The Open Rights Group published a report warning that the UK is overly dependent on a small number of US technology companies and should prioritize digital sovereignty through open-source adoption, interoperability, data portability, and stronger in-house technical capability. Politicians from Labour, the Liberal Democrats, and the Green Party backed the recommendations, framing the issue as both a national security and economic concern.
Germany's state of Schleswig-Holstein migrated about 30,000 government users across ministries, tax authorities, justice, police, and the premier's office from Microsoft software to tools including Open-Xchange, LibreOffice, Nextcloud, and Element as part of its digital sovereignty strategy. Officials said the move reduced dependence on US tech providers and saved roughly €15 million in license costs despite operational disruptions and a €9 million one-time transition cost.
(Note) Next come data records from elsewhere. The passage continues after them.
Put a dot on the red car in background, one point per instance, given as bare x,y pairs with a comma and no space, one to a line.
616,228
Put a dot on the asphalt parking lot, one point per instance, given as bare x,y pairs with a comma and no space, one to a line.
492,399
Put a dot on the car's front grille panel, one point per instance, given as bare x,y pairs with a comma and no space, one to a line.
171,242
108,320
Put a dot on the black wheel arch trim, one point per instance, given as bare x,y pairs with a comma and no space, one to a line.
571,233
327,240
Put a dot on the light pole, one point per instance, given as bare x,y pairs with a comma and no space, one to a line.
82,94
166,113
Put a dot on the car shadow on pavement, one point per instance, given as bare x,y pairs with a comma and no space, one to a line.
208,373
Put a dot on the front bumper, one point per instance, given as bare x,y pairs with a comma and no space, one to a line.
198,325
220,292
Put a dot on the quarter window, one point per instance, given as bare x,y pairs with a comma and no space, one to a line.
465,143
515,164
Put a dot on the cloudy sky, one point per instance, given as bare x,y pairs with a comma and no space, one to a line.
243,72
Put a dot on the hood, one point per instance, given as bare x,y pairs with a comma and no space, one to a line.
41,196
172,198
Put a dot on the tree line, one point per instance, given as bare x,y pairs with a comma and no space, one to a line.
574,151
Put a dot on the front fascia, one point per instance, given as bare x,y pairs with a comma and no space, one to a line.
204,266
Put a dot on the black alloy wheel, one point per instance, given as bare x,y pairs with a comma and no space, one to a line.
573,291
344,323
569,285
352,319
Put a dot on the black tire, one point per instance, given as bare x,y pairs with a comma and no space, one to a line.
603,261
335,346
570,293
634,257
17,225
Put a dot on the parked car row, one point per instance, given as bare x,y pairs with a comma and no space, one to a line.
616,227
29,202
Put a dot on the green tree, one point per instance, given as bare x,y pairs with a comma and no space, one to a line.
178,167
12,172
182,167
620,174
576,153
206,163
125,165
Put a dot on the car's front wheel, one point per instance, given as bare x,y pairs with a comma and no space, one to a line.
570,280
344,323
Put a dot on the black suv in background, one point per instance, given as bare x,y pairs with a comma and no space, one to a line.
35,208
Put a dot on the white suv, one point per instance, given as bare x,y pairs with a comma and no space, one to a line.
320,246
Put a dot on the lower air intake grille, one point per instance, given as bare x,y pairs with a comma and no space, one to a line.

Estonia set up a 'data embassy' in Luxembourg to store critical government data under diplomatic protections, aiming to preserve continuity of government if its territory or domestic systems are compromised. The arrangement became a prominent model of portable digital sovereignty for small states facing cyber, military, or disaster risks.
Seven Dutch IT and cloud companies formed the Open Cloud Alliantie to build a domestic alternative to dominant US cloud providers and make it easier for customers to move data and workloads between participating firms. The alliance said it would use shared technical standards, jointly pursue larger contracts, and keep customer data under Dutch control even if a member is acquired by a non-European company.
France’s Dinum said the state placed €84 million in orders through its interministerial public cloud procurement vehicle in 2025, up 62% year over year across 847 projects. The government said 70% of spending went to European providers and highlighted growing adoption of SecNumCloud-qualified and other trusted cloud offerings as part of its sovereignty push.
The Indonesian government started establishing national AI regulations covering roadmap, security, and ethics. The effort was highlighted in part by its response to controversy surrounding generative AI tools such as X’s Grok chatbot.
Indonesia moved to grow its domestic AI ecosystem through semiconductor planning, chip design collaboration, and AI talent development while trying to avoid overreliance on foreign providers. The strategy included diversifying partnerships beyond major US and Chinese firms to reduce data sovereignty, cybersecurity, and national security risks.
The European Council proposed new regulations aimed at reducing reliance on US technology providers and simplifying the EU’s digital legislative framework, particularly around AI. The move was framed as part of a broader effort to strengthen European technological independence amid geopolitical uncertainty.
At Wire’s European Digital Sovereignty Summit in Brussels, policymakers, industry leaders, and digital experts called for reducing Europe’s dependence on major US technology firms. They emphasized open source, interoperability, transparent standards, and alignment across AI, semiconductor, and cybersecurity policy to strengthen resilience and data sovereignty.